As I've mentioned in other threads, I would LOVE to divorce him and have him out of my life. Our kids BEG me to divorce him (they're grown). Our kids say, "mom, you would have a much happier life without him". And this is THEIR dad! But they would have little to do with him if we were to divorce. Financially, I can't divorce him. For one thing, I have a business that would be destroyed if we divorced. it's not one that can be "split". I can't buy him out. we'd also share H's generous retirement...which includes a fab health plan....that I would completely lose if we divorced. We are "well off" but if we were to divorce, we'd be financially devastated.
I've already seen how H behaves in the divorce process (we've attempted the process twice). He's horribly evil and vindictive and dishonest during these times. destroys things, runs up bills, and gets completely crazy.
He told me last night (again) that if I try to divorce him he will immediately go to our 3 business locations and destroy the contents. Since I've seen him destroy stuff, I know he'd carry out those threats.
I'm like a prisoner. My only hope is that he's in rather poor health and likely will not live long. I know that sounds sad, and I would miss him if he died (we do have many good times), but if he were to die, this hell would be over. I know this sounds very "money crazy", but no way would I want to become financially devastated by divorce, only to have him die rather soon after....and then realize that I would have "gotten everything" if I had stayed married. That's what I tell our kids.
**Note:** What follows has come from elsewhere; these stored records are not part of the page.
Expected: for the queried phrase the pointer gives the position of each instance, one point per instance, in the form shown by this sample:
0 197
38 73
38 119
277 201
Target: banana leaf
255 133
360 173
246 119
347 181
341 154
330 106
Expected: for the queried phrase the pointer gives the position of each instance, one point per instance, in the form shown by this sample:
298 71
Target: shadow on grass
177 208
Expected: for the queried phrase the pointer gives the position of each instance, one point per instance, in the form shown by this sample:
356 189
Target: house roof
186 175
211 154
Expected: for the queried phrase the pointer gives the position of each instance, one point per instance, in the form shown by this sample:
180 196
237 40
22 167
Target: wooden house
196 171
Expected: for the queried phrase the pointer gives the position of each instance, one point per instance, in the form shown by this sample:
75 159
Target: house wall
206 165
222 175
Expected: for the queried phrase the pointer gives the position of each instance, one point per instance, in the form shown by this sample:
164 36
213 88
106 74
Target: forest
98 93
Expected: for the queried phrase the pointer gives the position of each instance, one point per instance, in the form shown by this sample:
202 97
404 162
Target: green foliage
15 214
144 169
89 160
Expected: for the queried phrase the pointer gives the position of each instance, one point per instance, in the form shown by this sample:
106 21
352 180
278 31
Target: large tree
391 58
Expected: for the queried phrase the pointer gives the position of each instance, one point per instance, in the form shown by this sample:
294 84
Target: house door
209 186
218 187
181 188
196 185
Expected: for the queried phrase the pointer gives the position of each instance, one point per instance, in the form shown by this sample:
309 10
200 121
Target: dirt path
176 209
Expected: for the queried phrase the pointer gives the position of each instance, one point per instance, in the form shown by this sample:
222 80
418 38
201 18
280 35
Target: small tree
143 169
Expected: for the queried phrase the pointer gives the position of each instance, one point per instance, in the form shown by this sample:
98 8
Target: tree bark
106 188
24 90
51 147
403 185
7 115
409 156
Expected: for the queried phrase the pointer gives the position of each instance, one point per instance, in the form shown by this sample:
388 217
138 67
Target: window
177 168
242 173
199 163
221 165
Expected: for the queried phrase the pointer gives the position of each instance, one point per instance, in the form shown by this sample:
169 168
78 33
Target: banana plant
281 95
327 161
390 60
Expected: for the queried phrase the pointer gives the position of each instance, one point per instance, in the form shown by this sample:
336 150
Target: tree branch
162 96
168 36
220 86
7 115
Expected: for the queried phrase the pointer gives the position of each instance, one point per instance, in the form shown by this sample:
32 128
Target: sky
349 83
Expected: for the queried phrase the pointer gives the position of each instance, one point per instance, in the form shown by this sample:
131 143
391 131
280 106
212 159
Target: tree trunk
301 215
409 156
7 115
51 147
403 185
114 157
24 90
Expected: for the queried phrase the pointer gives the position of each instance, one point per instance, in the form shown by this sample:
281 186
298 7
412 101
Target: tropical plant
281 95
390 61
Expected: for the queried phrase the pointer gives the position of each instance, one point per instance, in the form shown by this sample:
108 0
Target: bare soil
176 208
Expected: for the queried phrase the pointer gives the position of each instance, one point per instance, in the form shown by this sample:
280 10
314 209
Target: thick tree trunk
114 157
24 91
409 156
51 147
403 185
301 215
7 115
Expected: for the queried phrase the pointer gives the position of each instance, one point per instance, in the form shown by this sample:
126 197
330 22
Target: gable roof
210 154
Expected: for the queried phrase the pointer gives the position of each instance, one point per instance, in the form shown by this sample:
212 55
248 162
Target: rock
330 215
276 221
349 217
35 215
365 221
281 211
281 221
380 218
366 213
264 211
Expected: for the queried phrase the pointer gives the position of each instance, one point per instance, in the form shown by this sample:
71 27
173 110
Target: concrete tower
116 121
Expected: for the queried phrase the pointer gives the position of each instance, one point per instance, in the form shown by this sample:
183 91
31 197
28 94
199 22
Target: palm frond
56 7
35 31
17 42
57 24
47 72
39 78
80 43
I'm not going to destroy our finances with a divorce, only to have H die probably within 5 years. Plus, I don't want to become a financial burden to my kids.
I wrote a lot so that you can "see into your future" to see what you may be facing if you continue with a mentally unhealthy person.
thanks for everything.
Submitted by confused94 on
On your trip...
Submitted by AlmaVera on
...try to stay as detached as possible. Sometimes, being together for the first time in a while can be almost like a mini-hyperfocus and it's easy to get sucked in by the good feelings and think things really aren't as bad as you thought they were. Other times, it makes the problems you're having that much more obvious. Try to pretend you're watching what's happening from a distance, as if it's between two strangers. Helps to keep perspective.